= Emmett Wigglesworth =

Visual artist

Emmett Wigglesworth is a muralist, painter, sculptor, fabric designer, poet and civil rights activist from Philadelphia, Pennsylvania. He has resided in New York since 1958. Wigglesworth is known for his abstract and colorful murals that he says are inspired by his own cultural heritage and life experience.

== Early life ==

Wigglesworth attended the College of Art and Design in Philadelphia. He later enlisted in military service, until he was honorably discharged from the U.S. Marine Corps in 1957.

== Career ==
Wigglesworth has designed and illustrated for several publishing companies, including McGraw-Hill, Harper & Roe, Macmillan Press and American Books. He also illustrated for Sesame Street Magazine. Additionally, Wigglesworth taught art at the New Muse in Brooklyn, the J.O.I.N. Center, the Children's Art Carnival, and the Harlem Parents Association in Manhattan. He designed the covers for two volumes of the Journal of Black Poetry.

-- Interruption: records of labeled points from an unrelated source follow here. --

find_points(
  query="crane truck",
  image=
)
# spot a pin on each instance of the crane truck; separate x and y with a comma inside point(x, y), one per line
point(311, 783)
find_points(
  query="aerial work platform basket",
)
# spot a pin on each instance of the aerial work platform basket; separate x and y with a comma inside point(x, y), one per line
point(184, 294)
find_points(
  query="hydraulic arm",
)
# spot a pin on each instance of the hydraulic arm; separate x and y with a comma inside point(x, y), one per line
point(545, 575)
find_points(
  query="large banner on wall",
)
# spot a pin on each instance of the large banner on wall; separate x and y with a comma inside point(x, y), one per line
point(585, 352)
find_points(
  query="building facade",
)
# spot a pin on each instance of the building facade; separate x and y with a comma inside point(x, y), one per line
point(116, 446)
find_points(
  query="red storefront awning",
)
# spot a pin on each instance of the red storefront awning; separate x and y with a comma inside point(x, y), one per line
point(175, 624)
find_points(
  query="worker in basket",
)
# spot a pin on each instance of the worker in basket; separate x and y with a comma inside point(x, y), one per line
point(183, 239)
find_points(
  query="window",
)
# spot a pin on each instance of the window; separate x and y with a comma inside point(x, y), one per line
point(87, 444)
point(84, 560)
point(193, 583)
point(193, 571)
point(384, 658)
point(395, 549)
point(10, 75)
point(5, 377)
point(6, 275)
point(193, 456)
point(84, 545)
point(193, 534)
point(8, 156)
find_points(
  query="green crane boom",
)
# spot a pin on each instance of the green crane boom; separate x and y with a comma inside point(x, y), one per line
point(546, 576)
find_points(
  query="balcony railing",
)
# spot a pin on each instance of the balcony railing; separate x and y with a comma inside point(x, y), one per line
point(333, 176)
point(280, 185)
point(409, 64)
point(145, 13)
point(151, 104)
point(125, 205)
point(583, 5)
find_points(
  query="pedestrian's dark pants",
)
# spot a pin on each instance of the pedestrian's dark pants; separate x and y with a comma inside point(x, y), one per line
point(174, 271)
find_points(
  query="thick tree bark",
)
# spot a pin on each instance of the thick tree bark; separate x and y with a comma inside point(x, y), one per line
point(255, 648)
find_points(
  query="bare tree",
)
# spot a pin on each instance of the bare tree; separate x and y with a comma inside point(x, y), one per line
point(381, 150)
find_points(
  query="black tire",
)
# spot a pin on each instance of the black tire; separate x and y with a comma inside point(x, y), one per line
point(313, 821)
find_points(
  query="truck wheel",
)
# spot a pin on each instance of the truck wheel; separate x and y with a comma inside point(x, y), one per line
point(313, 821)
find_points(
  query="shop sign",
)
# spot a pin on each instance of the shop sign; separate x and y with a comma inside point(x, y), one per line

In 1968, he designed the interior and exterior of the Bedford Stuyvesant Theater in Brooklyn. He also designed costumes and stage sets for the Black Spectrum Theater in Queens, New York.

In February 2010, Wigglesworth organized an exhibition of over 40 murals with the intention to give the public greater access to works by black artists. The exhibition was held at a Chapel St. nonprofit.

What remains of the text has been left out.